Archie Mayo est un réalisateur un peu passé en dessous des radars aujourd'hui. Mais il suffirait que je mentionne son film phare de juste après-guerre "Une nuit à Casablanca " avec les Marx Brothers pour que tout le monde s'écrie "Ah oui !".
Là, "la forêt pétrifiée" date de 1936, n'a rien de comique et est encore moins burlesque… L'action se déroule dans une station-service au milieu d'une zone désertique en Arizona proche d'une réserve géologique d'arbres fossilisés (qui n'ont pas eu l'opportunité de se transformer en pétrole – remarque perso qui n'apporte rien du tout au film ...).
Le personnage central, c'est une jeune fille, Gabrielle, issue d'un mariage franco-américain où l'épouse, probablement déçue par le rêve américain au fin fond de l'Arizona, est rentrée en France. C'est surtout une sublime Bette Davis, pleine de rêves dans ses yeux, liés à sa mère, à la ville de Bourges où habite sa mère, à la possibilité d'y développer ses capacités artistiques. Seulement, ça ne reste qu'un rêve jusqu'à ce que deux personnages entrent et bousculent son univers. D'abord un auteur sans le sou, un intellectuel qui surgit de "nulle part" et qui lui fait prendre conscience de la consistance de son rêve en créant un lien magique et invisible autour du recueil de poésies de François Villon que lit Gabrielle. C'est un élégant et séduisant Leslie Howard (en costard, pour faire du stop dans le désert …). Puis, c'est un gangster, en fuite avec sa bande dont on parle à la radio depuis le début du film, qui débarque. C'est un brutal et dépenaillé Humphrey Bogart qui amène sa "graine" de violence dans cet univers assez paisible.
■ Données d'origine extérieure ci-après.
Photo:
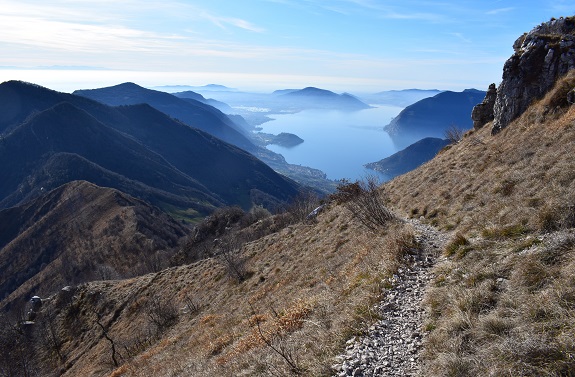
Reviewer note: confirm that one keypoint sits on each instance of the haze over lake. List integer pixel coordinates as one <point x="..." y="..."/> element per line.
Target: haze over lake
<point x="336" y="142"/>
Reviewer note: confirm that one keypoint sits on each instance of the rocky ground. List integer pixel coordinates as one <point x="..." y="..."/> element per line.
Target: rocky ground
<point x="391" y="346"/>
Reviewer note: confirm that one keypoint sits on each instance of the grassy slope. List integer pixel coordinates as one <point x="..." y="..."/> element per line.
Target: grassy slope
<point x="503" y="301"/>
<point x="309" y="287"/>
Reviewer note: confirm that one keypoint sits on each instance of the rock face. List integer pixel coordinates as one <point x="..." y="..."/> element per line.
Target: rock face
<point x="541" y="56"/>
<point x="483" y="112"/>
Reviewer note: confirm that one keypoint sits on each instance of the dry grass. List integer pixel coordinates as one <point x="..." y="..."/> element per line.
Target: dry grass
<point x="311" y="286"/>
<point x="503" y="302"/>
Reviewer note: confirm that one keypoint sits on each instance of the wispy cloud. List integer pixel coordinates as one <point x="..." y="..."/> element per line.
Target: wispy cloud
<point x="461" y="37"/>
<point x="221" y="22"/>
<point x="500" y="10"/>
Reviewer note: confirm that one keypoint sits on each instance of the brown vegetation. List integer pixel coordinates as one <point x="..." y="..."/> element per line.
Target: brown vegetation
<point x="303" y="288"/>
<point x="503" y="301"/>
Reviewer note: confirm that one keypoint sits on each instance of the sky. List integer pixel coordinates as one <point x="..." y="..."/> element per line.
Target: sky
<point x="358" y="46"/>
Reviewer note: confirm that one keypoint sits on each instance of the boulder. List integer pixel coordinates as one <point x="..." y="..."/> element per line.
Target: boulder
<point x="483" y="113"/>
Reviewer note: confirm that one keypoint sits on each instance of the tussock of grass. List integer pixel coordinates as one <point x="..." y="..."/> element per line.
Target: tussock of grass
<point x="502" y="303"/>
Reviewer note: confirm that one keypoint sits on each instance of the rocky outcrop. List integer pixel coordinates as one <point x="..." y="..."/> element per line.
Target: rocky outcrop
<point x="541" y="56"/>
<point x="483" y="112"/>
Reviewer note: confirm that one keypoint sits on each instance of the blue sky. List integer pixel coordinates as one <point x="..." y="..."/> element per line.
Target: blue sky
<point x="342" y="45"/>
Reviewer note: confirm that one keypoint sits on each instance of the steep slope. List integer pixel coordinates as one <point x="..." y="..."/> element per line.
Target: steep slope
<point x="66" y="131"/>
<point x="192" y="112"/>
<point x="211" y="120"/>
<point x="502" y="302"/>
<point x="76" y="233"/>
<point x="191" y="154"/>
<point x="315" y="98"/>
<point x="431" y="117"/>
<point x="309" y="283"/>
<point x="401" y="98"/>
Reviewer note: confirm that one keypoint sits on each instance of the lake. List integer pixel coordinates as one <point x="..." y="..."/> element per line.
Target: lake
<point x="338" y="143"/>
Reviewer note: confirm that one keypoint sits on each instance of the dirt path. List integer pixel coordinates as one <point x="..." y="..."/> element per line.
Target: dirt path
<point x="391" y="346"/>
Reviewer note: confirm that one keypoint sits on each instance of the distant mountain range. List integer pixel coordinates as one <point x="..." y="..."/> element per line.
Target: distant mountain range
<point x="400" y="98"/>
<point x="189" y="108"/>
<point x="80" y="232"/>
<point x="431" y="117"/>
<point x="51" y="138"/>
<point x="315" y="98"/>
<point x="409" y="158"/>
<point x="190" y="111"/>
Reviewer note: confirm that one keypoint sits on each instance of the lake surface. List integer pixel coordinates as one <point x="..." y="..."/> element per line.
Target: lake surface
<point x="338" y="143"/>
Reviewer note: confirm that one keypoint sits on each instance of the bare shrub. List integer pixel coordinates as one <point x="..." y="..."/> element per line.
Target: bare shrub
<point x="162" y="312"/>
<point x="229" y="254"/>
<point x="302" y="206"/>
<point x="454" y="134"/>
<point x="365" y="201"/>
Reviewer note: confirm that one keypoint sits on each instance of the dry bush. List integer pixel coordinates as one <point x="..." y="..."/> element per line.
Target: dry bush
<point x="365" y="201"/>
<point x="454" y="134"/>
<point x="502" y="312"/>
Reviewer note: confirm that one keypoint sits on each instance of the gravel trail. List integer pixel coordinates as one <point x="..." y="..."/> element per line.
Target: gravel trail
<point x="391" y="346"/>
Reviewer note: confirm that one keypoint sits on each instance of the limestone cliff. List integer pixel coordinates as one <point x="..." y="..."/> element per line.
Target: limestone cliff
<point x="541" y="56"/>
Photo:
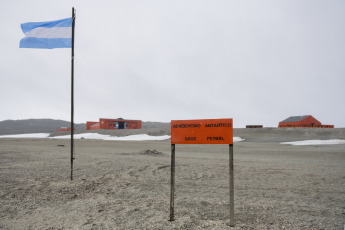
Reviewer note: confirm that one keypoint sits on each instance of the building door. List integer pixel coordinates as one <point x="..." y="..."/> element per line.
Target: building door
<point x="121" y="125"/>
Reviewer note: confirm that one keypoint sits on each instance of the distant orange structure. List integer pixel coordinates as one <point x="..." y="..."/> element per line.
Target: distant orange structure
<point x="118" y="123"/>
<point x="302" y="121"/>
<point x="64" y="129"/>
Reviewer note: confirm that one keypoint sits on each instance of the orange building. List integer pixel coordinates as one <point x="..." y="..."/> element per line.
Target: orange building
<point x="118" y="123"/>
<point x="64" y="129"/>
<point x="302" y="121"/>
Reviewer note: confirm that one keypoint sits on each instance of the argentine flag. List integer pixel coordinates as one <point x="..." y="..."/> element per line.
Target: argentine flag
<point x="47" y="35"/>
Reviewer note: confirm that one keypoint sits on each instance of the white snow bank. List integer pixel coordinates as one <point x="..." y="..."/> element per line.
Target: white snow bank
<point x="27" y="135"/>
<point x="97" y="136"/>
<point x="315" y="142"/>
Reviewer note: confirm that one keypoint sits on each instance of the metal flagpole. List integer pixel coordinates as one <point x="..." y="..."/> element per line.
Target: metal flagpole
<point x="72" y="94"/>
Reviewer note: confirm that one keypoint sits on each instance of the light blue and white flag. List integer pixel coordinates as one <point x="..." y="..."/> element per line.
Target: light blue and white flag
<point x="47" y="35"/>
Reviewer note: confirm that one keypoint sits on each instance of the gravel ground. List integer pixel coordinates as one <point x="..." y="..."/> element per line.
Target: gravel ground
<point x="126" y="185"/>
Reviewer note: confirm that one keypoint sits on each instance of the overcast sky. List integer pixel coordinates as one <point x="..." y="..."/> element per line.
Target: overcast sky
<point x="257" y="62"/>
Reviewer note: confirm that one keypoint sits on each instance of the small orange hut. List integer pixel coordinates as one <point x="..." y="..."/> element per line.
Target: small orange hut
<point x="302" y="121"/>
<point x="118" y="123"/>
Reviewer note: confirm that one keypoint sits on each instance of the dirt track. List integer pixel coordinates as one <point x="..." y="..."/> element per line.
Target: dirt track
<point x="117" y="185"/>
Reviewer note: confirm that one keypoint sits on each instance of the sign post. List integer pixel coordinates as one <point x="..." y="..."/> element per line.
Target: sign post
<point x="207" y="131"/>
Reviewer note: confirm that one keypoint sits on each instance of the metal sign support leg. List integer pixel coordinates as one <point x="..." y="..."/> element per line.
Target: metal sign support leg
<point x="172" y="182"/>
<point x="231" y="180"/>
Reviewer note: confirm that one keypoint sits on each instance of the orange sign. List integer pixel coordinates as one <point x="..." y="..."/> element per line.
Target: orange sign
<point x="208" y="131"/>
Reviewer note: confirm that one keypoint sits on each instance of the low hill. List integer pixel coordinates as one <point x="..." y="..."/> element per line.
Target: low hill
<point x="34" y="126"/>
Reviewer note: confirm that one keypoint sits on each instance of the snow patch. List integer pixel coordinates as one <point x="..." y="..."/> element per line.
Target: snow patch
<point x="315" y="142"/>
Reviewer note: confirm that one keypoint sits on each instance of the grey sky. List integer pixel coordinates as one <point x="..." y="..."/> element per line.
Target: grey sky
<point x="258" y="62"/>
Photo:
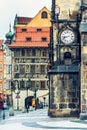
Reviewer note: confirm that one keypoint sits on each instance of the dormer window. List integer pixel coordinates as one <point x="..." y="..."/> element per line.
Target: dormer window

Autour des trois personnages ci-dessus, trois autres personnages "typiques" constituent le monde ordinaire de Gabrielle. Le père, nostalgique de l'uniforme et de la guerre, le grand-père, nostalgique d'une époque révolue du Far-West qui s'émoustille à l'idée de voir un Billy-the-kid moderne et le troisième, l'employé de la station-service, féru de football américain et amoureux de Gabrielle. Bref, rien de bien quinquin pour assouvir les rêves artistiques de la demoiselle.
Issu d'une pièce de théâtre, le scénario en a conservé la construction en forme de huis-clos dans cette station-service avec des gens qui arrivent et partent pour mieux revenir. Les décors sont assez peu développés et me semblent résulter d'un fond peint. Mais en définitive, l'intérêt du film n'est pas tellement là mais plutôt dans les dialogues savoureux entre tous ces personnages qui se croisent.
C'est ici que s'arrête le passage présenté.